Simon: How can community groups anticipate neighborhood change and plan appropriate responses?

Fox: First, Assess. A strategic assessment of a community's situation is a crucial first step. This is needed in order to understand the development dynamics underway and to provide a baseline of information that communities can compare to their desired state of community. For communities working to combat displacement, the most crucial time to start is at the beginning of revitalization efforts. An assessment will usually involve community mapping that identifies renter-to-homeownership rates, vacancy and abandonment rates, affordability indexes (rent or mortgage as percentage of household income), and spatial analyses of race and poverty. They should be tailored to the specific situation.

Action on Four Fronts. After an assessment, communities will have a better sense of their priorities and be ready to take action. There are four major categories of action that promote equitable development, whether that entails stabilizing a gentrifying neighborhood or trying to revitalize a disinvested community.

  • Preserving and Expanding the Supply of Affordable Housing: Whether communities are working to rehab and fill vacant buildings in depopulated urban cores or to improve community infrastructure in fully populated low income neighborhoods, an explicit housing affordability plan should always be in place first.
  • Controlling Land for Community Development: Land use, tax and zoning policies all shape equitable development; a housing affordability plan can't succeed without taking them into account. Communities need to evaluate zoning and public land giveaways and steer them in the direction of their aspirations.
  • Income and Asset Creation: Income and asset creation are critical for
    ensuring resident well-being as the neighborhood economy improves.
  • Financing Strategies: Proactive financing strategies can provide neighborhood-specific ways to fund the other three categories of action. Options for funding are numerous, and can be directed at nonprofits, private developers, or even landlords.

Simon: Let's talk more about finding creative financing strategies. We've seen that the groups that Brad Lander and Mtamanika Youngblood work with began to "land bank" properties early. Given the funding realities today, how can small organizations accomplish this? Are there any other strategies used to guide the market and not be priced out when your efforts are successful?

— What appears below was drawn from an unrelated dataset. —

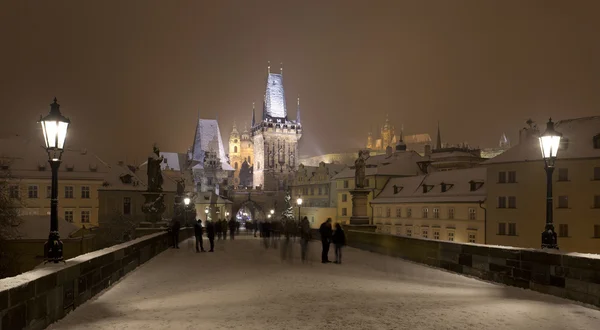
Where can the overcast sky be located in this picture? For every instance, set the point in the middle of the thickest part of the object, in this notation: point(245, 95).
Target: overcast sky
point(131, 73)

Fox: Given that we are in an economic downturn, it is theoretically the best time to "land bank" properties since land values have decreased. However, it is extremely challenging to find new resources in this diminished funding climate. One opportunity for community organizations to explore is partnering with local government to get access to vacant, under-utilized or abandoned buildings. There are examples of city agencies turning these properties over to nonprofit organizations who then bring these buildings into productive reuse. In a variation on this idea, the city of Portland turns over portions of its land holdings to the community land trust.

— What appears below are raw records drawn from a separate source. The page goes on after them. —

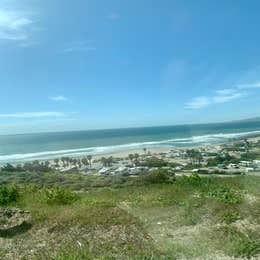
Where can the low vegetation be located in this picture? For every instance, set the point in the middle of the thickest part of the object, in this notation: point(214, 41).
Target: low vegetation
point(151, 216)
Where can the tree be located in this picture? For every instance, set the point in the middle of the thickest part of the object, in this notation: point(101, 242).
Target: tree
point(89, 157)
point(131, 157)
point(85, 161)
point(56, 162)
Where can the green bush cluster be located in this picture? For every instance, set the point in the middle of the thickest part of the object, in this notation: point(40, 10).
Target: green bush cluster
point(158, 176)
point(226, 195)
point(59, 196)
point(209, 188)
point(230, 217)
point(8, 194)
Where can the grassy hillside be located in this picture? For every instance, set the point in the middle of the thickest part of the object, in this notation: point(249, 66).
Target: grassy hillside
point(148, 217)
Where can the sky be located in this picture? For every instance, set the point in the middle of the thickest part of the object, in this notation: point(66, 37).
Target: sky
point(94, 64)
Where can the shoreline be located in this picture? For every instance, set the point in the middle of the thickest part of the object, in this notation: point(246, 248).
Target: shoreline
point(126, 152)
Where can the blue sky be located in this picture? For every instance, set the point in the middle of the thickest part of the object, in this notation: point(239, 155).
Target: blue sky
point(87, 64)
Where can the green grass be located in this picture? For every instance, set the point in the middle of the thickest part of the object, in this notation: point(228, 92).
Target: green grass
point(150, 217)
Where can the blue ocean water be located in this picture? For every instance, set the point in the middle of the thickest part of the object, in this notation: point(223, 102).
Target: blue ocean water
point(40, 146)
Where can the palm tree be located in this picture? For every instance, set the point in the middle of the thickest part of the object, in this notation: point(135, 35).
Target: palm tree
point(56, 162)
point(89, 157)
point(104, 161)
point(131, 157)
point(85, 161)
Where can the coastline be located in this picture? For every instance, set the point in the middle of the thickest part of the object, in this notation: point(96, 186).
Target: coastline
point(124, 151)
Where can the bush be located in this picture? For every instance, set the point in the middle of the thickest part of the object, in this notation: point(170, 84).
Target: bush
point(153, 162)
point(158, 176)
point(231, 217)
point(59, 196)
point(248, 248)
point(226, 195)
point(8, 194)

However, the efforts of community organizations to advance equitable development and prevent displacement are only one piece of the puzzle. Locales must implement strategies that require the private market to contribute to the affordable housing stock in a community. For example, inclusionary zoning policies tie market-rate residential development to housing affordability, while commercial linkage programs tie commercial development to housing affordability.

Radhika Fox staffs PolicyLink initiatives focused on equitable development and regional equity. Prior to joining PolicyLink, she was a HUD Community Development Fellow. She holds a B.A. from Columbia University and a Masters in City and Regional Planning from the University of California at Berkeley.